HTString.c : possible bug in HTNextField ?

In an extension I am writing, I need to parse a file format which contains
strings that are embraced by double quotes ("), like "this string here" .
For this purpose, I thought that the HTNextField function provided in
HTString.c would come in handy, as it claims (according to my reading) that
it can deal with embracing double quotes, as well as some other options.
However, trying it out, it did not seem to work at all. All the string
fields in quotes resulted in NULL pointers, as if the fields were
non-existent. Leaving away the quotes immediately produced the right
strings.

Looking at the code of HTNextField, it seems clear what is happening. When
the first double quote is hit, the code runs to the next double quote, but
then does not exit and return this result, but continues in the loop,
thereby loosing the contents embraced within the quotes, until it finally
runs off the end of the line entirely.

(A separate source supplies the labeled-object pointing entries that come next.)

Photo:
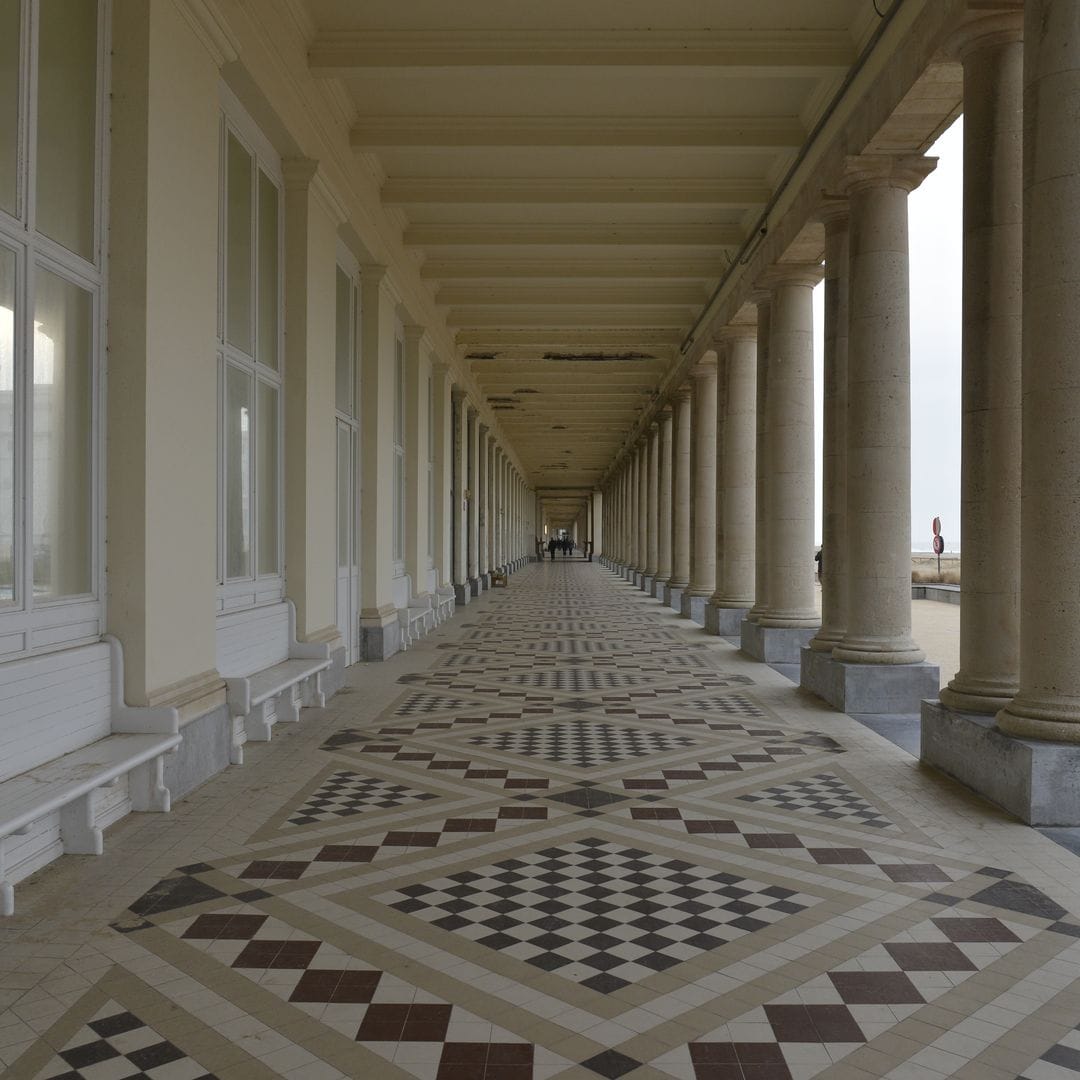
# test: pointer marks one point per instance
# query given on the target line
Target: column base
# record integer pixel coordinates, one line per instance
(693, 607)
(773, 645)
(1037, 781)
(724, 622)
(380, 636)
(867, 688)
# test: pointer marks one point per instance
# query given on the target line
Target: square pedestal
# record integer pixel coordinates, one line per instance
(724, 622)
(773, 645)
(1037, 781)
(693, 607)
(867, 688)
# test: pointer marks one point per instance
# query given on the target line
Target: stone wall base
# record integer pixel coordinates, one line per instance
(1037, 781)
(378, 639)
(867, 688)
(693, 607)
(773, 645)
(724, 622)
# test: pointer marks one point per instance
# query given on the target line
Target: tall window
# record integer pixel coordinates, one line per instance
(52, 157)
(399, 542)
(250, 532)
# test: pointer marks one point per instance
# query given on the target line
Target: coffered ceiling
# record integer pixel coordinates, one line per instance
(575, 176)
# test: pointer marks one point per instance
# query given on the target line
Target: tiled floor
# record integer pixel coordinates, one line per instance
(567, 836)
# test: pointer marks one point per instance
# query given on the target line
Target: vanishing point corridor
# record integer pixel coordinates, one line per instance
(567, 835)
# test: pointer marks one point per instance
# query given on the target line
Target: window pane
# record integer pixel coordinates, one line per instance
(62, 487)
(238, 473)
(268, 480)
(342, 345)
(345, 502)
(67, 122)
(238, 248)
(268, 271)
(7, 426)
(9, 102)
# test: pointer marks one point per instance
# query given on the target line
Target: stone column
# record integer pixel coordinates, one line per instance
(460, 515)
(474, 583)
(1048, 703)
(703, 491)
(736, 454)
(652, 509)
(993, 54)
(879, 447)
(680, 500)
(763, 300)
(834, 535)
(792, 615)
(663, 504)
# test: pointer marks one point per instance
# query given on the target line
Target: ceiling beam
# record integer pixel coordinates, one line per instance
(754, 53)
(574, 295)
(721, 133)
(705, 234)
(483, 191)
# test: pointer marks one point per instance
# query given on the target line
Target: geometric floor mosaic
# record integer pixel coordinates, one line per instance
(567, 835)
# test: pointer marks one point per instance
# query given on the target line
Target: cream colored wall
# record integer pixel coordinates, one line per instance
(310, 448)
(162, 369)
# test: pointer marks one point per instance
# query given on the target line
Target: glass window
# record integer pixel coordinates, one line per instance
(61, 424)
(8, 463)
(238, 248)
(10, 45)
(238, 472)
(269, 485)
(67, 122)
(268, 275)
(342, 342)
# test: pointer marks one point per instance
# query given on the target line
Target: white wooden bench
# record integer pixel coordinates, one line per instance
(66, 737)
(268, 673)
(414, 613)
(442, 598)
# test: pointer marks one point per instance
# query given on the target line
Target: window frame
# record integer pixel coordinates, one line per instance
(255, 588)
(30, 624)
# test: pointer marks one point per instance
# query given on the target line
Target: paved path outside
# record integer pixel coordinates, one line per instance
(568, 835)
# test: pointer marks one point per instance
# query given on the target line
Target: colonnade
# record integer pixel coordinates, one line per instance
(733, 483)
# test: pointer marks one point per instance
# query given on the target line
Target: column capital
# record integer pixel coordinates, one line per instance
(791, 273)
(903, 171)
(985, 28)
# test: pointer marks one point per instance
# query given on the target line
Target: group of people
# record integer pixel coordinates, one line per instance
(565, 544)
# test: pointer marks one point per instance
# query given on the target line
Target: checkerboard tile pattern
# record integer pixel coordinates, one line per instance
(345, 794)
(598, 913)
(116, 1044)
(584, 744)
(823, 796)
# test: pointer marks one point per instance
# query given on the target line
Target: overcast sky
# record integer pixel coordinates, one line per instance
(934, 215)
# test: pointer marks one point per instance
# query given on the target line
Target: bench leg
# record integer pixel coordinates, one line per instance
(256, 724)
(237, 744)
(286, 707)
(146, 785)
(79, 834)
(7, 889)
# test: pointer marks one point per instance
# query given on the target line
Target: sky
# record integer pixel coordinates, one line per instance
(934, 226)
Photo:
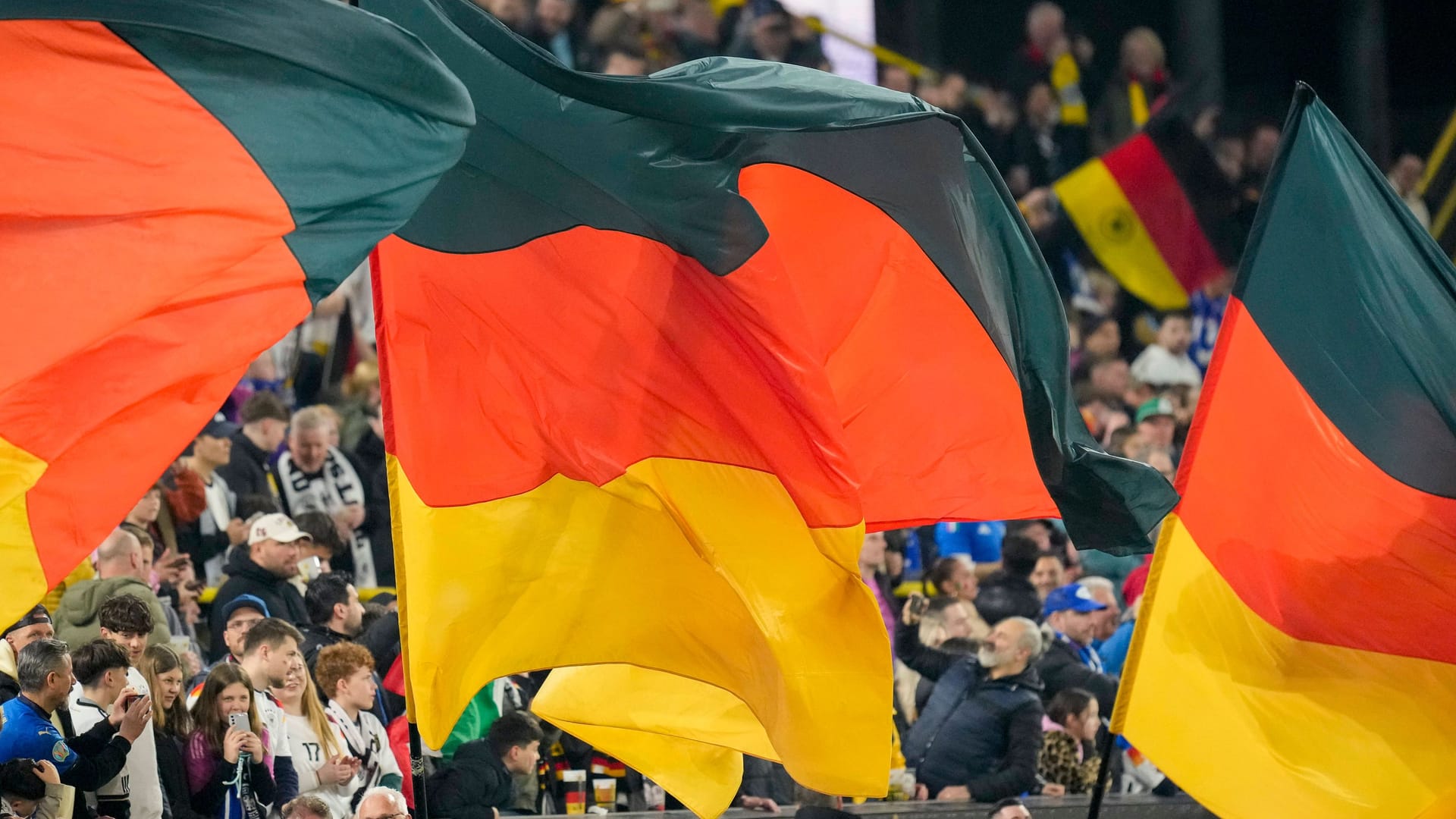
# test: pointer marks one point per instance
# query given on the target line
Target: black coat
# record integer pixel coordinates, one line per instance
(1003, 595)
(246, 577)
(1062, 668)
(246, 474)
(471, 784)
(976, 732)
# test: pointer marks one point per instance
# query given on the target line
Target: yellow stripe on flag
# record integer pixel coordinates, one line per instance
(699, 570)
(19, 563)
(1219, 695)
(1117, 237)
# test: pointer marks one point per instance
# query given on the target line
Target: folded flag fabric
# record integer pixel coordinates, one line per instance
(1156, 213)
(658, 352)
(181, 178)
(1289, 657)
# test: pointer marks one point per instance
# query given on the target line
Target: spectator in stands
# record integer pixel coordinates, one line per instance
(85, 761)
(101, 672)
(262, 573)
(127, 621)
(1009, 591)
(382, 803)
(1043, 148)
(121, 569)
(268, 651)
(34, 626)
(310, 808)
(954, 577)
(772, 38)
(478, 784)
(1156, 425)
(346, 675)
(221, 784)
(1071, 661)
(1107, 620)
(265, 423)
(981, 733)
(335, 613)
(1136, 93)
(1165, 362)
(1405, 178)
(871, 561)
(33, 790)
(172, 725)
(1071, 726)
(1049, 573)
(324, 768)
(315, 475)
(209, 535)
(552, 30)
(1009, 808)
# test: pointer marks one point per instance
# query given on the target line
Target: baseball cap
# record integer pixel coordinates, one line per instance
(1074, 596)
(275, 526)
(34, 617)
(218, 428)
(1155, 407)
(245, 602)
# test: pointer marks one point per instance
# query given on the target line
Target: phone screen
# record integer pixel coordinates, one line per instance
(239, 722)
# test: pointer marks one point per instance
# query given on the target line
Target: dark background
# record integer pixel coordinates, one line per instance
(1267, 46)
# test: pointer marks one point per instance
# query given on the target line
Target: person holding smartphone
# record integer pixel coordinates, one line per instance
(229, 765)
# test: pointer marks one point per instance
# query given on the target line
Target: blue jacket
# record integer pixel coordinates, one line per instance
(976, 732)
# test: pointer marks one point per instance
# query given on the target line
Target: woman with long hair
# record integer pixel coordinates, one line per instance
(229, 770)
(324, 764)
(164, 670)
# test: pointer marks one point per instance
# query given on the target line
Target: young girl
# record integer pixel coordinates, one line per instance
(1071, 722)
(223, 787)
(164, 670)
(325, 770)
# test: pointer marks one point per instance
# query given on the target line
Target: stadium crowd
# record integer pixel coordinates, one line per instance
(228, 649)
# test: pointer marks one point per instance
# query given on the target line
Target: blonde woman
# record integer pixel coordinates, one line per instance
(325, 768)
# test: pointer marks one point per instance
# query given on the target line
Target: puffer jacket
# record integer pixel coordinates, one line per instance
(76, 617)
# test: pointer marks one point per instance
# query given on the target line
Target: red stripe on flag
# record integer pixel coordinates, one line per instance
(1165, 210)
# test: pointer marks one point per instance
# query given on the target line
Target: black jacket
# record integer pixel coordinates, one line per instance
(976, 732)
(471, 784)
(246, 474)
(172, 768)
(1006, 595)
(246, 577)
(1062, 668)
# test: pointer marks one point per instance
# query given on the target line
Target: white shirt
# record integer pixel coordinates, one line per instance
(310, 758)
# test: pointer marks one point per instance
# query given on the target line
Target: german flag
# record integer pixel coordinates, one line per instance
(658, 352)
(1293, 656)
(181, 177)
(1156, 213)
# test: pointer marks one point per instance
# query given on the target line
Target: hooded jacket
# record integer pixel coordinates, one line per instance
(76, 617)
(246, 577)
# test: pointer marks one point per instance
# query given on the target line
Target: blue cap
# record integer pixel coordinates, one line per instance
(243, 602)
(1072, 596)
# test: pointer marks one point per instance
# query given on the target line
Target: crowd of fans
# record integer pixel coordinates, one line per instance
(216, 657)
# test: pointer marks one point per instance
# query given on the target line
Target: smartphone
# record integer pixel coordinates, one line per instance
(239, 722)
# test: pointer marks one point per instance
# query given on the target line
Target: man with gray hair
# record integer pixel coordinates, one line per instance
(981, 733)
(86, 761)
(315, 475)
(382, 803)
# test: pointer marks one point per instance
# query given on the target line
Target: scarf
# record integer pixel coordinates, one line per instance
(360, 745)
(329, 490)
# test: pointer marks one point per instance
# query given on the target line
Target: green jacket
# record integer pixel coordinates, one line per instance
(76, 617)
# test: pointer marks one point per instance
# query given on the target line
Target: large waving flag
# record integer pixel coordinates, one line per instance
(1156, 213)
(181, 177)
(658, 352)
(1293, 654)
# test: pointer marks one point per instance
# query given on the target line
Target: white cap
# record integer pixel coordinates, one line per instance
(275, 526)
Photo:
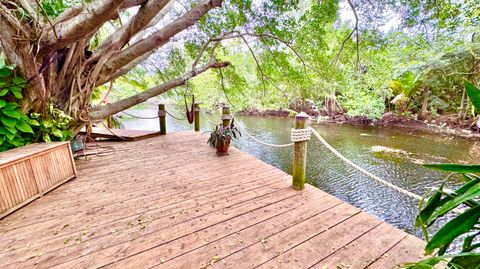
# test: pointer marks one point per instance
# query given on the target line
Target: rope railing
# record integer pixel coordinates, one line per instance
(258, 140)
(262, 142)
(365, 172)
(177, 118)
(301, 135)
(206, 117)
(139, 117)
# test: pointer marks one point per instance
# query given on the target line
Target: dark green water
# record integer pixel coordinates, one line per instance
(395, 155)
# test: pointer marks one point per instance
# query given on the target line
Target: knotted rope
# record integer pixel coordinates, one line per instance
(365, 172)
(177, 118)
(259, 141)
(205, 116)
(139, 117)
(301, 135)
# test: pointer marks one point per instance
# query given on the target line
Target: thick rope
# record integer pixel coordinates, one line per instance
(177, 118)
(205, 116)
(259, 141)
(374, 177)
(300, 135)
(110, 130)
(139, 117)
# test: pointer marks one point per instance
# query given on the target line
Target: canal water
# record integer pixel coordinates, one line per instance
(393, 154)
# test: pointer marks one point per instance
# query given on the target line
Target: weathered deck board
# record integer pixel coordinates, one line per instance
(170, 202)
(121, 134)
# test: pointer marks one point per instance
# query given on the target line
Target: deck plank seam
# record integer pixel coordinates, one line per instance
(281, 230)
(217, 223)
(342, 246)
(386, 251)
(144, 235)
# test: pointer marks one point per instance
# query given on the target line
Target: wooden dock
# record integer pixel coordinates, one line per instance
(120, 134)
(170, 202)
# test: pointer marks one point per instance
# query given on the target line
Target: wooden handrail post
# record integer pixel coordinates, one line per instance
(226, 117)
(196, 110)
(110, 122)
(299, 155)
(89, 131)
(162, 118)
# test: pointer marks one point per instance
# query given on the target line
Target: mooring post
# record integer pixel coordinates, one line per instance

A grep in the
Library/Implementation/ directory shows 21 occurances where HTNextField
seems to be used. I do not know whether any of these places uses the quote
feature (I doubt it), and it could well be that this feature has not been
well tested, if at all.

The following is a patch that fixes the double quote problem for me in the
libwww 3.1 . The quoting feature with < and > seems to be similarly broken,
but I did not try out nor fix it. I will leave this to somebody who is more
knowledgeable about this matter, and who might know more of the history
behind the HTNextField function, and whether my modification breaks
something else or not.

--- HTString.c.~1~      Thu Jul 13 15:41:06 1995
+++ HTString.c  Tue Oct 10 00:10:22 1995
@@ -9,6 +9,7 @@
 **     02-Dec-91 (JFG) Added stralloccopy and stralloccat
 **     23 Jan 92 (TBL) Changed strallocc* to 8 char HTSAC* for VM and suchlike
 **      6 Oct 92 (TBL) Moved WWW_TraceFlag in here to be in library
+**      9 Oct 95 (KR)  fixed problem with double quotes in HTNextField
 */

 /* Library include files */
@@ -177,6 +178,7 @@
            start = ++p;
            for(;*p && *p!='"'; p++)
                if (*p == '\\' && *(p+1)) p++;         /* Skip escaped chars */
+           break;                          /* kr95-10-9: needs to stop here */
        } else if (*p == '<') {                              /* quoted field */
            for(;*p && *p!='>'; p++)
                if (*p == '\\' && *(p+1)) p++;         /* Skip escaped chars */



Greetings
Markus Krummenacker

Received on Saturday, 14 October 1995 21:43:25 UTC